Острая сердечная недостаточность

Острая сердечная недостаточность

Четверть века назад, 14 сентября 1984 года, в Тбилиси умер от четвертого инфаркта 56-летний Нодар Думбадзе, самый известный и, вероятно, самый непрочитанный писатель Грузии. В России его не переиздавали 15 лет — с 1989 до 2004 года, когда вышли под одной обложкой три лучших его романа. Думбадзе до сих пор предпочитают видеть автором книги «Я, бабушка, Илико и Илларион», известной во всем мире благодаря экранизации Тенгиза Абуладзе, объявленной шедевром поэтического кинематографа. Но к лирическим воспоминаниям о детстве, мудрых стариках и сельских чудаках Думбадзе далеко не сводится. Сельская идиллия у того же Абуладзе 15 лет спустя обернулась тоталитарным адом «Древа желания», а у Думбадзе — глубоким трагизмом поздней прозы с ее христианским пафосом; кажется, лишь грузинское происхождение автора (свидетельство триумфальной национальной и культурной политики советской власти) позволило «Белым флагам» и «Закону вечности» появиться в печати — и стяжать лавры.

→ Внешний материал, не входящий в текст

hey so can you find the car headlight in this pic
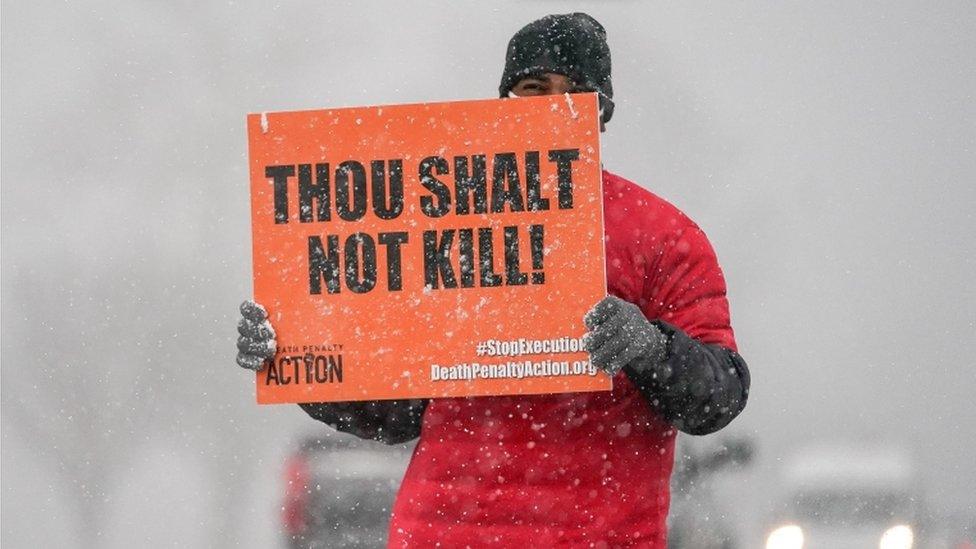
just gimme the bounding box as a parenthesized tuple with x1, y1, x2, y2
(766, 524, 804, 549)
(879, 524, 913, 549)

В 70-е годы на советской (и мировой) шахматной доске стояла сложная позиция с неоднозначными перспективами. Доиграть ее не успели, анализ впереди. Перестройка смела фигуры с доски, как когда-то революция; сложность оказалась утрачена надолго. Между тем пять ведущих республиканских литераторов той поры — подлинных, с равной горячностью обсуждавшихся на провинциальных и московских кухнях, — каждый для себя решали мучительный вопрос: что делать порядочному человеку, когда вырождается власть, и каковы перспективы социума, в котором на равных соседствуют навязанный, бесчеловечный советский кодекс и отживающие, но еще влиятельные архаические правила. Соотношение национального и советского было главной темой серьезных республиканских литератур, не исключая русскую (Вампилов, Распутин, ранний Белов, Можаев, бескомпромисснее всех — Шукшин). Эти пятеро писателей-шестидесятников, интеллигентов с глубокими национальными корнями были: Василь Быков, Нодар Думбадзе, Максуд Ибрагимбеков, Фазиль Искандер и Чингиз Айтматов.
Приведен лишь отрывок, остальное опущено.